Blast From the Past

Brendan Fraser, Alicia Silverstone, ...

What’s good in ”Blast From the Past” is so inventive and what’s bad is so blinkered that the best way to describe this fascinating, failed romantic comedy may be as a movie blown to hell. Which, in its own twisted way, is apt: Brendan Fraser stars as Adam Webber, a pleasant, jugheaded naïf born in 1962 in the bomb shelter of his parents’ suburban Los Angeles home — his brilliant but paranoid scientist father (Christopher Walken) and timorous mother (Sissy Spacek) mistook a blast heard during the Cuban Missile Crisis for nuclear catastrophe when, in truth, an airplane had crashed into their backyard. Raised underground for 35 years, Adam is taught Eisenhower-era decency, manners, self-reliance, and an appreciation for Perry Como. And one auspicious day he emerges into the blinding ’90s L.A. light.

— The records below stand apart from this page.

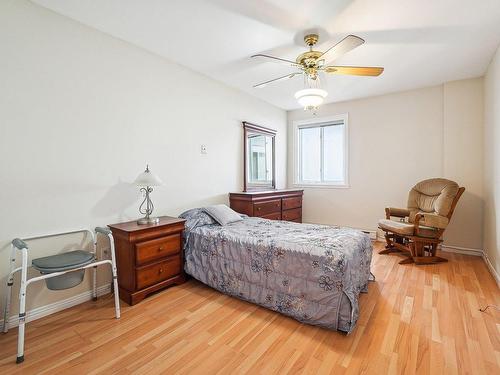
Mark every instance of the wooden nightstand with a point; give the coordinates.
(148, 257)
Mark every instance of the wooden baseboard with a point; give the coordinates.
(492, 270)
(40, 312)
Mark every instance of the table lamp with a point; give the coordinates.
(146, 180)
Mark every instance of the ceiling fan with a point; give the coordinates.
(312, 62)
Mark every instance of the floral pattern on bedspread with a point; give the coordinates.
(313, 273)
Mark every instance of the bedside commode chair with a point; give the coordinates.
(419, 228)
(61, 271)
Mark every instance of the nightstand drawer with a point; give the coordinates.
(148, 251)
(292, 215)
(155, 273)
(289, 203)
(266, 208)
(274, 216)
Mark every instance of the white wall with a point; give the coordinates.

The promising high-concept kick is that Adam, sent out of his vacuum-sealed Garden of Eden to buy food, is the secure, self-confident child of an intact nuclear family, while Eve (Alicia Silverstone), the ringleted, worldly-wise chick he falls for, is the distrustful product of a stressed-out, unextinct contemporary society. But director and cowriter Hugh Wilson (”The First Wives Club”), collaborating with artful cinematographer Jose Luis Alcaine (seasoned by his work with Spanish auteur Pedro Almodóvar) and ”Boogie Nights” production designer Bob Ziembicki, never finds a satisfactory way to link underground and aboveground, nostalgia and contemporary longing, the performances of actors as salty as Walken and Spacek and those as sweet as Fraser and Silverstone. (To jostle the elements further, ”NewsRadio”’s Dave Foley plays Eve’s gay roommate.)

In their shelter — with interior decoration Almodóvar would adore — the Webber family blooms. But on the streets, Adam and Eve fumble, cluelessly, as ”Blast From the Past” teeters precariously on the brink of meltdown.